Berdasarkan kejadian tersebut, korban mengalami dampak secara fisik, sosial dan psikologis misalnya ketakutan, trauma, depresi, emosi tidak stabil sehingga banyak yang memutuskan untuk drop out. Korban tidak berani melapor karena takut dianggap sebagai pembohong serta tidak ada dukungan dari berbagai pihak karena menganggap korban adalah orang yang salah dan pantas dihukum. Selain itu, ketimpangan kuasa juga dapat menyudutkan korban karena umumnya kasus tersebut dapat diubah oleh sang pelaku menjadi kasus pencemaran nama baik yang akhirnya korbanlah yang bisa dituntut dan mendapatkan denda atau hukuman berdasarkan keputusan pengadilan (Sriyanti, S., & Asbari, M., 2024).
Pemulihan korban kekerasan pemaksaan jilbab di lingkungan sekolah seharusnya menjadi tugas kita bersama untuk menyelesaikannya. Pihak sekolah harus memiliki tanggung jawab untuk memulihkan mental korban, memberikan kemananan dan kenyamanan dalam belajar serta memberikan sanksi kepada oknum guru yang melakukannya. Upaya pemulihan mental korban kekerasan harus dilakukan oleh psikolog yang disediakan oleh pihak sekolah dimana para korban segera mendapatkan penanganan yang tepat, tempat pelaporan bagi korban, dan sosialisasi anti kekerasan agar mereka dapat membedakan bentuk-bentuk kekerasan (Priyatna, S. R., Zulfikar, M., & Lubis, M. A. (2023).
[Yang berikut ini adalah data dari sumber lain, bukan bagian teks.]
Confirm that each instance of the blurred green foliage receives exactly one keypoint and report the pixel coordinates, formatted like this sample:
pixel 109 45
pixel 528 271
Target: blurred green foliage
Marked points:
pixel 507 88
Selain itu, melakukan kegiatan positif di sekolah yakni membentuk organisasi kesetaraan dan keadilan perempuan yang memuat perspektif tentang perempuan, stigma yang terjadi di masyarakat, serta motivasi dari perempuan dan untuk perempuan. Mengadakan kegiatan sosialisasi maupun lomba terkait perempuan sehingga pandangan bahwa siswi memiliki hak memilih untuk berjilbab atau tidak. Menyadarkan sekaligus menanamkan nilai-nilai kesetaraan gender kepada seluruh lapisan masyarakat mulai dari kalangan biasa hingga para pendidik untuk menempatkan diri lebih toleran dan bijak dalam menyikapi perbedaan serta memerangi kekerasan yang terjadi di lingkungan sekolah.
Daftar Pustaka
Priyatna, S. R., Zulfikar, M., & Lubis, M. A. (2023). Konseling feminis untuk pemulihan korban kekerasan seksual. Teraputik: Jurnal Bimbingan Dan Konseling, 6(3), 348-354.
Sriyanti, S., & Asbari, M. (2024). Pencegahan dan Penanganan Kekerasan di Lingkungan Satuan Pendidikan. Journal of Information Systems and Management (JISMA), 3(1), 85-89.
WGWC grup. (2023, Agustus 23). Bukankah lembaga pendidikan harusnya jadi #Ruangamanbagisemua?[Video].Youtube. https://www.youtube.com/live/Ktd97RmIpPQ?reload=9&si=AkDA2C124a_Y3o4K
Tempo.co (2023). Geger kasus guru SMPN 1 di Lamongan cukur rambut 19 siswi gegara tak pakai ciput. Diakses 11 Desember 2024. https://www.tempo.co/politik/geger-kasus-guru-smpn-1-di-lamongan-cukur-rambut-19-siswi-gegara-tak-pakai-ciput-149897
JPPI (2024). Mengkhawatirkan, kasus kekerasan di sekolah terus meningkat, per oktober 2024 sudah lampaui rekor 2023. Diakses 11 Desember 2024.